Thang was an active leader of the Communist Youth League during high school. Despite graduating from the University of Architecture Hanoi, he soon after quit his job and became an independent journalist from 2011 onwards.
Profile photo source: Vietnamnet
History of Activism
Nguyen Lan Thang is active on civil society development and human rights. Thanks to his talents in photography, he was familiar with netizens for a larger number of updated pictures and videos on issues such as demonstrations or land grabs by the government, on which state-owned media was prohibited from reporting. He is on the blacklist of police and is often harassed.
On October 30, 2013, Thang was detained at Noi Bai airport after returning home from a 6-month trip to the Philippines and Thailand, where he and a group of Vietnamese bloggers attended a study program on civil society and met U.N. Human Rights officials to present Declaration 258, signed by 100 supporters, and to report about human rights violations in Vietnam. He was then released the next day.
In 2014, authorities prevented him from traveling to the US for attending events on the World Press Freedom Day.

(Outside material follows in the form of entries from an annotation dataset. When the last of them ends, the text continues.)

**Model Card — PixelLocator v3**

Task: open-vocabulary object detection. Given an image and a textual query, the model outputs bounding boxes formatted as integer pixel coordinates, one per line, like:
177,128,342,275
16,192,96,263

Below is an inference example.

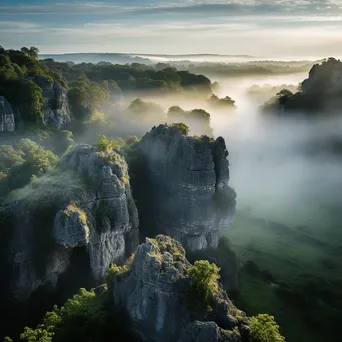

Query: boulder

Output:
108,235,249,342
0,96,15,133
135,125,236,250
0,145,138,301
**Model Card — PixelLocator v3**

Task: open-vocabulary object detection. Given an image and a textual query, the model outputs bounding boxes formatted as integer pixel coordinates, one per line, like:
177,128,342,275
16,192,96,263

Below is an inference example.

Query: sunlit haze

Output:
0,0,342,59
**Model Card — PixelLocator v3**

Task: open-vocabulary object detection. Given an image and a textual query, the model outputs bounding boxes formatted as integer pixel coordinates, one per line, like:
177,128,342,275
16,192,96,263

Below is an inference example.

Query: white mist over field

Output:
207,74,342,238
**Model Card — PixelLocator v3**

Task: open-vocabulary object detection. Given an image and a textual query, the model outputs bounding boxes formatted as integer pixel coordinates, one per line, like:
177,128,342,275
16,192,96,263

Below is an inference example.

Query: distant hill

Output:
39,53,255,64
39,53,153,64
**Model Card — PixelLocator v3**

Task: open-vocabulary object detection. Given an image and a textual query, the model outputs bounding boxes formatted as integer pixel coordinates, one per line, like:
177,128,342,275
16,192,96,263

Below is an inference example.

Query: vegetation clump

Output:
250,314,285,342
208,94,236,108
167,106,213,136
187,260,220,310
16,289,114,342
94,135,122,152
0,138,59,198
172,122,190,136
64,201,87,225
105,253,134,282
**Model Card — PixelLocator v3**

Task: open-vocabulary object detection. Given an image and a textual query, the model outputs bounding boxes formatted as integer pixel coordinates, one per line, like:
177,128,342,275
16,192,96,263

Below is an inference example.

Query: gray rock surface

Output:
22,75,71,130
109,235,248,342
0,96,15,133
139,125,236,250
0,145,138,300
43,82,71,130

In 2015, a group of people went to his private house to threaten his family on October 21. Two days later, Nguyen Lan Thang and his wife, Le Bich Vuong, were attacked at a kindergarten when they were picking up their three year-old child. On October 24, a group of strangers splashed the door of his house with red paint.
In March 2017, Tran Nhat Quang, leading a group of public opinion shapers that was established by the government as polemicists to detect online anti-government sentiments and direct the public opinion, went to Thang's house and made noise by playing music, shouting, and insulting him with a loudspeaker.